Abstract
Over the last few decades, the financial environment in India and abroad has undergone a paradigm shift. Economic transactions have been transformed by new technologies, digital banking, electronic fund transfers, cryptocurrencies, blockchain, peer-to-peer lending, and AI-driven financial platforms. Traditional finance was based on physical assets and direct contracts, while modern systems use digital assets, decentralised structures and more advanced asset management methods. This change has raised major legal issues with respect to ownership rights, liability, fiduciary duties and regulation.
The legal frameworks that oversee financial relationships were mainly created at a time when technology had not yet transformed commercial activities. The Indian Trusts Act of 1882 is one such law that was established during colonial India to govern private trusts and outline the rights and responsibilities of parties in fiduciary relationships.

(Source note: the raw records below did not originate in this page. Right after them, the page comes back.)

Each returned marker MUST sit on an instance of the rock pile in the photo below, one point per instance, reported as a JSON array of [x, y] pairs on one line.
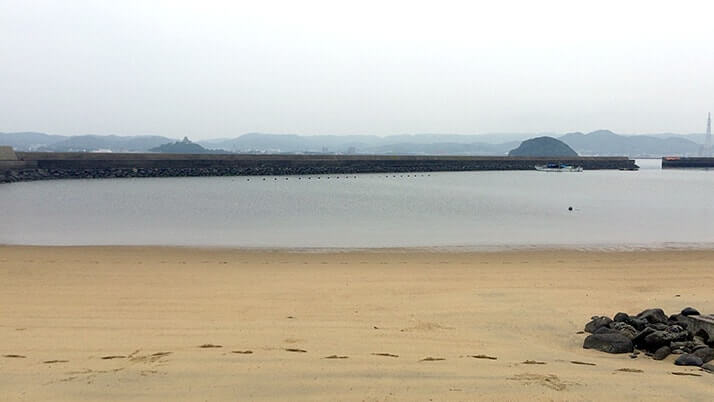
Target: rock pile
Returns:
[[653, 333]]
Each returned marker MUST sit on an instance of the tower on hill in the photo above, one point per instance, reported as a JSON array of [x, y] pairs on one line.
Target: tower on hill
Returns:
[[707, 149]]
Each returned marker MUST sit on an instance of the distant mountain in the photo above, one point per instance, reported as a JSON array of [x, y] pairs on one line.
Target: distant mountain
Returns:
[[398, 144], [543, 146], [441, 148], [601, 142], [113, 143], [185, 147], [607, 143], [29, 141]]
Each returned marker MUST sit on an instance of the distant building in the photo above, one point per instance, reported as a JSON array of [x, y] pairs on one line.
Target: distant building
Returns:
[[706, 149]]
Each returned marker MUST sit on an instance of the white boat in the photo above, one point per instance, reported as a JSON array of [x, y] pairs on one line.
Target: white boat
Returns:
[[555, 167]]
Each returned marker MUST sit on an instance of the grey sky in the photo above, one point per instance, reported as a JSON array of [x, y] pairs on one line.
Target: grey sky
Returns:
[[211, 69]]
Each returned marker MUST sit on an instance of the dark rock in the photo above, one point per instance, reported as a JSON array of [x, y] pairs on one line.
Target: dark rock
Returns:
[[621, 317], [606, 330], [609, 343], [638, 323], [706, 354], [658, 326], [662, 353], [596, 323], [658, 339], [689, 311], [543, 146], [639, 339], [624, 329], [653, 316], [688, 360], [678, 319]]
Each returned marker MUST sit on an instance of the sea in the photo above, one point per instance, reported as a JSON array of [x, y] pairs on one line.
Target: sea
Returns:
[[649, 208]]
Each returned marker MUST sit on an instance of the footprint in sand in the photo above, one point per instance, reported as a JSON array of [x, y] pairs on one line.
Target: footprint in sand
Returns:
[[549, 380], [432, 359], [629, 370], [151, 358], [583, 363], [425, 326], [487, 357], [385, 354]]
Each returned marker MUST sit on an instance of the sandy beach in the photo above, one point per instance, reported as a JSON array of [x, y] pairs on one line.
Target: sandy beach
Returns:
[[152, 323]]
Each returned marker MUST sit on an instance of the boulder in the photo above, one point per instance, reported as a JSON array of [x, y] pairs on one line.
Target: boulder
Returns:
[[658, 326], [653, 316], [657, 339], [623, 328], [621, 317], [688, 360], [597, 323], [706, 354], [638, 323], [639, 339], [689, 311], [662, 353], [609, 343]]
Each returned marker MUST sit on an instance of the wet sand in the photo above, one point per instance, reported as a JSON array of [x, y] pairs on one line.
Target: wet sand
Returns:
[[135, 323]]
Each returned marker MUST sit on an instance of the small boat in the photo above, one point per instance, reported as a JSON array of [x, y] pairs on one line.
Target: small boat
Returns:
[[556, 167]]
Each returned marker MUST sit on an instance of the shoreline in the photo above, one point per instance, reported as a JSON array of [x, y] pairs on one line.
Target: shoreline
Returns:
[[179, 323], [595, 248]]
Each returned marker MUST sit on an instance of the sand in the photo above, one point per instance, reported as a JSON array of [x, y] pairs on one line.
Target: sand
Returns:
[[135, 323]]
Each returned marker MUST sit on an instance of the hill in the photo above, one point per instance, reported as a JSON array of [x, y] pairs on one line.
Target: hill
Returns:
[[185, 146], [543, 146], [607, 143]]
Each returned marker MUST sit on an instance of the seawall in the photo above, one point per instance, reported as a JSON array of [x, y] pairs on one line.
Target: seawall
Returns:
[[51, 165], [688, 162]]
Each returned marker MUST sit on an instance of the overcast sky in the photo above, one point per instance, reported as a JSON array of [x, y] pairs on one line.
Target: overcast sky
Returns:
[[210, 69]]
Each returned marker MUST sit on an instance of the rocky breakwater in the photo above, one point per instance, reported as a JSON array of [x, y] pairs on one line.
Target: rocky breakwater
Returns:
[[76, 165], [687, 335]]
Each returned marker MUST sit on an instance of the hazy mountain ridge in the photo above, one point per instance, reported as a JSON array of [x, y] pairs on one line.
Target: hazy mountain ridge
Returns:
[[185, 146], [601, 142], [607, 143], [543, 146]]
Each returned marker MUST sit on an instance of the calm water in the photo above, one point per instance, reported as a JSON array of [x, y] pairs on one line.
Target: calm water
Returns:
[[652, 208]]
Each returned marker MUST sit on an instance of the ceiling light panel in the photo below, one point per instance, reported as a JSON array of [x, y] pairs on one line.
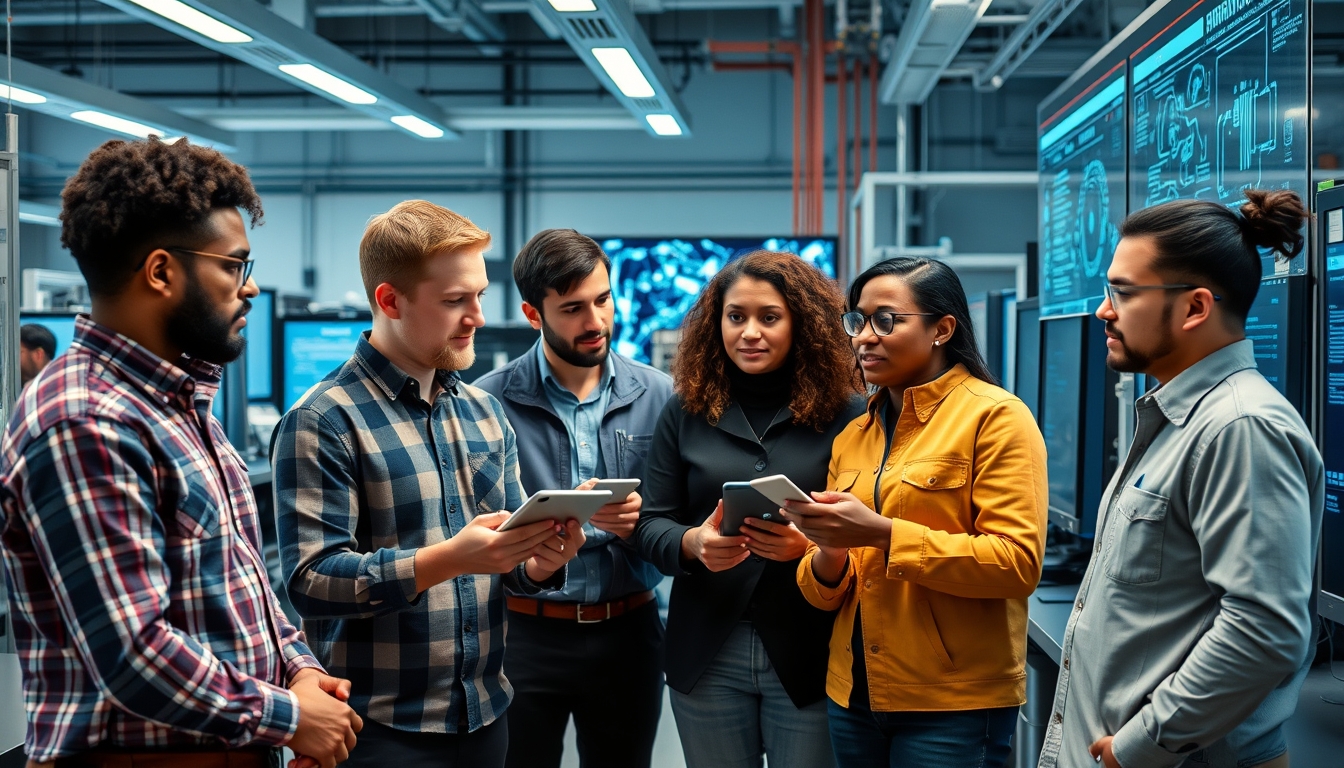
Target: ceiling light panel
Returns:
[[613, 46], [53, 93], [300, 57]]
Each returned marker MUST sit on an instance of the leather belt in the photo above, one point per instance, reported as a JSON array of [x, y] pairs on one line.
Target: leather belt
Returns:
[[582, 613], [246, 757]]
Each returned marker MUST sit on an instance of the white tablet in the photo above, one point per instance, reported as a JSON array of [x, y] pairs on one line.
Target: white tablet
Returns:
[[557, 506]]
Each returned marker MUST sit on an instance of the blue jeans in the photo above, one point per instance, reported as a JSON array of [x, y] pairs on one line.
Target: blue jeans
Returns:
[[971, 739], [738, 712]]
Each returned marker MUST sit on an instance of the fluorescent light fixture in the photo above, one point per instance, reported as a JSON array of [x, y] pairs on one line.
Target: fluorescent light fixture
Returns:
[[20, 96], [664, 124], [331, 84], [418, 127], [194, 20], [622, 70], [116, 124]]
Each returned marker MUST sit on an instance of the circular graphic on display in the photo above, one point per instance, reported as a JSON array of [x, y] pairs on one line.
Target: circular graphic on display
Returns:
[[1094, 236]]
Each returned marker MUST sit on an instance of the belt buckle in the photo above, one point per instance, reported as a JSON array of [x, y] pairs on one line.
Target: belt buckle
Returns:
[[578, 615]]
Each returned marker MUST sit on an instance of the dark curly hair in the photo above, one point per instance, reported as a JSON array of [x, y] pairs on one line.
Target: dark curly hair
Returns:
[[129, 197], [824, 371]]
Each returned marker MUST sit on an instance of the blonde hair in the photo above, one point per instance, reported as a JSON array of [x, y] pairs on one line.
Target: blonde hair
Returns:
[[397, 244]]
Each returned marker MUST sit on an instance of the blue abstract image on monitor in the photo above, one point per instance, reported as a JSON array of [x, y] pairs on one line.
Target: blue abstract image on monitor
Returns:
[[315, 349], [258, 334], [1081, 194], [61, 326], [656, 280], [1219, 104], [1061, 408]]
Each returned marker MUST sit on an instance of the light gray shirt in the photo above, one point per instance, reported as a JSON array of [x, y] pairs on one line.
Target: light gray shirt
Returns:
[[1195, 604]]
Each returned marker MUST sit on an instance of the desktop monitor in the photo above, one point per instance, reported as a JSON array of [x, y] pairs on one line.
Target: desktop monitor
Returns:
[[1078, 418], [1026, 379], [312, 347], [260, 331], [1329, 207], [656, 280], [62, 326]]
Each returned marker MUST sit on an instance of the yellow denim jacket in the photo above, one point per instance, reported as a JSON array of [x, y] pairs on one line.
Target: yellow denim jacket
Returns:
[[945, 609]]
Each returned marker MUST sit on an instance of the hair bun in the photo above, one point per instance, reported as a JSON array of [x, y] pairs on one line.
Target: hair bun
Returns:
[[1273, 219]]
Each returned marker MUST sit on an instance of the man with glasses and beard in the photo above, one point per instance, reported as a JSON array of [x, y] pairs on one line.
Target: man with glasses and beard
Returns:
[[147, 631], [1191, 634], [391, 478], [581, 412]]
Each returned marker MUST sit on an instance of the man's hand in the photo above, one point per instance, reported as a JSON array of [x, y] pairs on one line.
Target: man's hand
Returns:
[[479, 548], [839, 521], [717, 552], [616, 517], [774, 541], [1102, 753], [555, 552], [327, 725]]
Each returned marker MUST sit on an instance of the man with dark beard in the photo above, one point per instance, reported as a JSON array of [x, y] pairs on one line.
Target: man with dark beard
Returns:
[[391, 478], [581, 412], [147, 628], [1191, 634]]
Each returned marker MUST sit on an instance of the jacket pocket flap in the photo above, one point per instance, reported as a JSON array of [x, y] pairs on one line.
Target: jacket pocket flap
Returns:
[[936, 474]]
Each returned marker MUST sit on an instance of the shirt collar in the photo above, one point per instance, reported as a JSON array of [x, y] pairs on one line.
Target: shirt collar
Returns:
[[549, 374], [925, 397], [393, 379], [1179, 397], [167, 382]]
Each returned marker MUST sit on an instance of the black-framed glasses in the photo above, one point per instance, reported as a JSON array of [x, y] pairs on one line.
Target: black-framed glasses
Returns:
[[882, 322], [1117, 295], [242, 273]]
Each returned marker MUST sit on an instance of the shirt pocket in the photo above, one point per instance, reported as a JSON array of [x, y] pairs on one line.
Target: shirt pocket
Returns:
[[487, 468], [933, 492], [1136, 556], [631, 453]]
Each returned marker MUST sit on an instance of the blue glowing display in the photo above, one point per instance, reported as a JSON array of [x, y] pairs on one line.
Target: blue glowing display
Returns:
[[656, 281]]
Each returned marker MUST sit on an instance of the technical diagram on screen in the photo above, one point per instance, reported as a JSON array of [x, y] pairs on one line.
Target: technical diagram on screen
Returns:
[[1218, 104], [656, 280], [1082, 193]]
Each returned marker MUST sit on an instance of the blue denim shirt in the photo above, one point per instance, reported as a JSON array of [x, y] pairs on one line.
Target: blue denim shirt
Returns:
[[606, 568]]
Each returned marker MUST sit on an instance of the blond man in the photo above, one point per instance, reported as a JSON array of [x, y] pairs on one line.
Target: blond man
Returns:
[[391, 478]]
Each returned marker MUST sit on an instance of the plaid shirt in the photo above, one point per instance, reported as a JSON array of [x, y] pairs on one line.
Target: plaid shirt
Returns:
[[140, 603], [366, 472]]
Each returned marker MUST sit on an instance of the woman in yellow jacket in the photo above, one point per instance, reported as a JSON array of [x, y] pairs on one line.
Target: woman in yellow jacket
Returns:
[[930, 537]]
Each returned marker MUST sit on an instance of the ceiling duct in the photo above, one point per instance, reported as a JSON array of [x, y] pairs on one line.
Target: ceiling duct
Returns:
[[252, 34], [609, 39], [933, 32]]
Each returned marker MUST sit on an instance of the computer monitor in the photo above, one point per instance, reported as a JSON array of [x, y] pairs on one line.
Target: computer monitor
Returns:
[[656, 280], [1329, 209], [312, 347], [62, 326], [260, 332], [1026, 381], [1077, 416]]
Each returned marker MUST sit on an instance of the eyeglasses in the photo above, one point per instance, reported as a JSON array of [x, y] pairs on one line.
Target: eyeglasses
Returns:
[[882, 322], [1117, 295], [241, 268]]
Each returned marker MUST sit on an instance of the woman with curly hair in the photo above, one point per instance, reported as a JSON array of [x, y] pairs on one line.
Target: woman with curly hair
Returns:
[[765, 381]]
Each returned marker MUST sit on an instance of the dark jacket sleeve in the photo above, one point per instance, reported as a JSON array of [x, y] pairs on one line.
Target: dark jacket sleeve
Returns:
[[664, 518]]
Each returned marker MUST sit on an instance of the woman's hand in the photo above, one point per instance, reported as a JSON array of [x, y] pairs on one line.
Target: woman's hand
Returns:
[[717, 552], [840, 521], [774, 541]]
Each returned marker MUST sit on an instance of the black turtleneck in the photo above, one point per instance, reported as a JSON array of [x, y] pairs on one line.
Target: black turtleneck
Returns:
[[761, 396]]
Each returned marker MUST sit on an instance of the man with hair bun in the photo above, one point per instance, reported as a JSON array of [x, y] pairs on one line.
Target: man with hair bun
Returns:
[[147, 630], [1192, 627]]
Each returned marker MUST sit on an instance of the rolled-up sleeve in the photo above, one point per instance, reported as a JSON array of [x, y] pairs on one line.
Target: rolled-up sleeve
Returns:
[[316, 492], [1251, 515]]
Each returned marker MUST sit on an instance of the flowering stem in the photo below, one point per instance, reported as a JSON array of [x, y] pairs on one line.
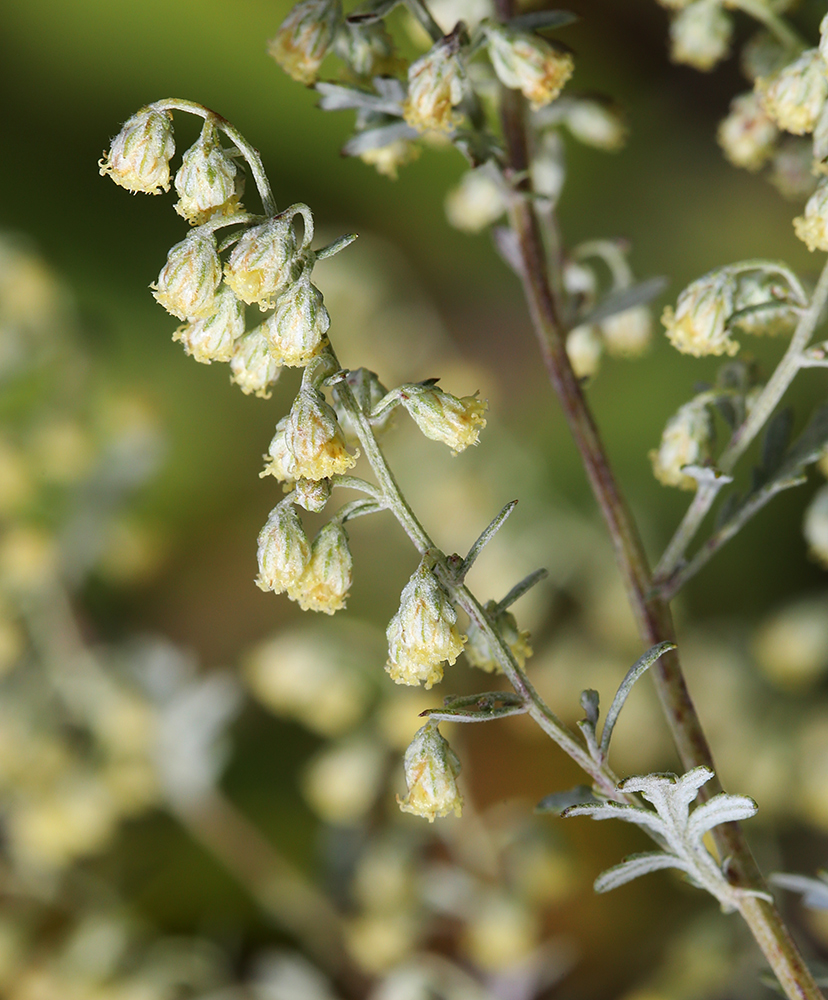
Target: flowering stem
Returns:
[[652, 612], [254, 161], [740, 441]]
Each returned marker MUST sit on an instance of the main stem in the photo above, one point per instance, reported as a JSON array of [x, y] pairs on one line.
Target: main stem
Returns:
[[653, 615]]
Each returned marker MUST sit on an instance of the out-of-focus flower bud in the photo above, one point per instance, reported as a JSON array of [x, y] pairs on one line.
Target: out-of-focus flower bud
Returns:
[[284, 551], [770, 311], [368, 50], [455, 421], [206, 179], [388, 159], [423, 633], [314, 437], [431, 770], [296, 331], [686, 441], [815, 526], [253, 368], [435, 86], [214, 337], [628, 334], [747, 136], [312, 494], [478, 650], [699, 324], [791, 646], [584, 349], [597, 123], [139, 158], [325, 583], [304, 37], [342, 782], [188, 282], [279, 459], [812, 227], [700, 34], [475, 203], [526, 62], [790, 169], [794, 97], [258, 266]]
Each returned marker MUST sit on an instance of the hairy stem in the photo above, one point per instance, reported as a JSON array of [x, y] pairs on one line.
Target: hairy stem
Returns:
[[652, 613]]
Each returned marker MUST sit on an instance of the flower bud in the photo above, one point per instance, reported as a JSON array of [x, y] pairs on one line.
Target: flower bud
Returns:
[[598, 124], [815, 526], [628, 334], [699, 324], [368, 50], [325, 583], [187, 284], [279, 459], [312, 494], [431, 769], [479, 651], [526, 62], [139, 158], [747, 136], [296, 331], [812, 227], [794, 97], [435, 86], [455, 421], [304, 37], [253, 368], [475, 203], [257, 270], [206, 179], [314, 437], [700, 34], [686, 441], [422, 633], [213, 338], [584, 349], [284, 552]]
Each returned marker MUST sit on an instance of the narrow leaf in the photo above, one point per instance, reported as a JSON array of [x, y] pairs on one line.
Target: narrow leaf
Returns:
[[558, 801], [635, 671], [634, 866]]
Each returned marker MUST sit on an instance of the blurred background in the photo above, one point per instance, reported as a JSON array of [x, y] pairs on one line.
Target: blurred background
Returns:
[[413, 298]]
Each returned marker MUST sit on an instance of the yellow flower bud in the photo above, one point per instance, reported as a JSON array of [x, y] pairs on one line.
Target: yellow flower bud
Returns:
[[314, 437], [478, 650], [526, 62], [188, 282], [423, 632], [699, 324], [700, 34], [304, 37], [296, 331], [812, 227], [747, 136], [206, 179], [214, 337], [325, 583], [686, 441], [253, 368], [284, 552], [431, 770], [794, 97], [455, 421], [258, 267], [628, 334], [435, 86], [139, 158]]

This Act sets up a system where one person or entity holds property for another's benefit and requires the trustee to act with loyalty, good faith, and care . However, with the rise of modern financial methods that include digital assets and decentralized systems, we must consider whether the principles and rules in the Indian Trusts Act can sufficiently address today’s financial transactions .
While the Act does not specifically mention digital assets or technological finance, its core principles regarding fiduciary relationships and duties remain important. Still, the rise of new financial structures has led to doubts about how well trust law principles apply in these cases. The greater use of technology in finance calls for a look into whether traditional trust law can truly respond to today’s needs or if legal changes are necessary to deal with new legal issues.